Hi,
I'm currently saving up for a specific goal, mining bitcoins. I've seen the recent gains in bitcoin value, and I've been interested in them since I last found out about them about a year ago. I never got into mining them because it seemed a bit complicated and expensive. Recently I was perusing Butterlfylabs site, and I saw that they offer bitcoin mining contracts. I was very intrigued. This eliminates the hassle of setting up a machine yourself and the hassles thereof. It also means that, upon termination of the mining contract, I can buy a new one which will undoubtedly be at a lower cost per gh/s (given the advancement in their own technology after a year). Makes sense to me. I know they take a substantial cut, but that seems worth it.
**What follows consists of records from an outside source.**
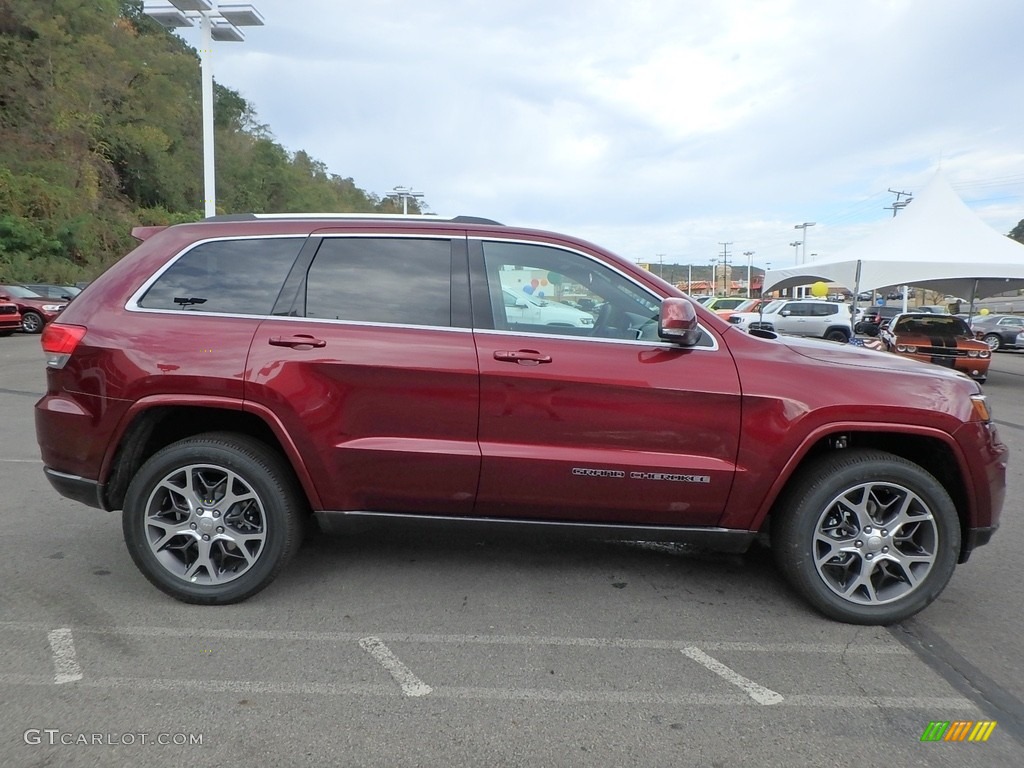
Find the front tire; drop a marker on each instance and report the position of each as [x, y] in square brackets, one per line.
[32, 323]
[212, 519]
[866, 537]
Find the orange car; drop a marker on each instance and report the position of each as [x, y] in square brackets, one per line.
[942, 339]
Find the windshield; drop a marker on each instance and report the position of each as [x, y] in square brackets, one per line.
[19, 293]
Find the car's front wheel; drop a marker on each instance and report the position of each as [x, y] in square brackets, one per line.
[32, 323]
[866, 537]
[212, 519]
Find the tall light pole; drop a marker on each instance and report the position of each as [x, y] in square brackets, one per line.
[750, 264]
[220, 23]
[796, 260]
[803, 290]
[403, 194]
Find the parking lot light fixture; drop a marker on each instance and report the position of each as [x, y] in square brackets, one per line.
[218, 23]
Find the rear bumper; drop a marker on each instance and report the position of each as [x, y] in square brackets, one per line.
[79, 488]
[975, 538]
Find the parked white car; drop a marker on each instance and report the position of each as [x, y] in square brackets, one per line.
[529, 310]
[824, 320]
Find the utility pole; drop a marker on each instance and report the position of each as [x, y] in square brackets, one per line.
[796, 260]
[725, 267]
[898, 205]
[803, 289]
[403, 194]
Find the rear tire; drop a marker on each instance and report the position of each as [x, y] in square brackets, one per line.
[212, 519]
[866, 537]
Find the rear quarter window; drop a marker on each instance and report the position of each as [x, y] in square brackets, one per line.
[229, 276]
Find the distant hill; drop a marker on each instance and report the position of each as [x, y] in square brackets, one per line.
[100, 131]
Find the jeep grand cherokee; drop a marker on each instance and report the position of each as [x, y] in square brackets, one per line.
[229, 379]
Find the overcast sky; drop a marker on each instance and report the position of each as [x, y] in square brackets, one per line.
[658, 129]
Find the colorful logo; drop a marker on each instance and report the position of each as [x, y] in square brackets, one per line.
[958, 730]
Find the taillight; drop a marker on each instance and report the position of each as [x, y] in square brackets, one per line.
[59, 343]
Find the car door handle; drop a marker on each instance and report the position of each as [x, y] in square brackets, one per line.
[522, 356]
[299, 340]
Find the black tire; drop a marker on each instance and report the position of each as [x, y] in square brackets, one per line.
[32, 323]
[881, 569]
[193, 541]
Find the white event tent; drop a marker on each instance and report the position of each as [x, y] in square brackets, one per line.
[937, 243]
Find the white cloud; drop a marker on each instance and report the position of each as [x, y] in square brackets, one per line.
[651, 127]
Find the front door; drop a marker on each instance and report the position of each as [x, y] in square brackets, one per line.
[600, 421]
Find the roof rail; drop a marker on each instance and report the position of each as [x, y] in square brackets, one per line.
[344, 216]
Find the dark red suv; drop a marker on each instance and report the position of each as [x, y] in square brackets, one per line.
[229, 379]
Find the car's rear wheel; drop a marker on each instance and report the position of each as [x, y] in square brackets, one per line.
[32, 323]
[866, 537]
[212, 519]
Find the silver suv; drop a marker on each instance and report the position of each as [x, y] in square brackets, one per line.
[823, 320]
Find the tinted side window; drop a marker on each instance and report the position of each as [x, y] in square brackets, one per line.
[543, 290]
[238, 276]
[381, 280]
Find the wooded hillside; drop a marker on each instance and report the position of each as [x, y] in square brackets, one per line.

Now what I need help with, is why this seems too good to be true. I'm no fool, at least I hope I'm not. I'm asking this so you can poke holes in my logic and identify where I'm going wrong, because this can't be true. I'm using
http://www.bitcoinx.com/profit/ this calculator to assist me.
The figures:
$1,000 in mining contracts from butterlfylabs, at $10,83 per gh/s.
Given the above, that's 92 gh/s.
No electricity costs.
Difficulty of 510,929,738 at the moment.
Profitability decline per year of 0.61 (I assume this is factoring in increase in difficulty please correct me if I'm wrong).
bitcoin value at $296 USD.
With these numbers, the calculator says I will make $6,728 a year in profit. Again, this seems way too good to be true. What am I missing here? What's the catch? I know bitcoins could crash in value, but it seems like a fairly minor risk given the nature of the world's fiat currencies being inflated away.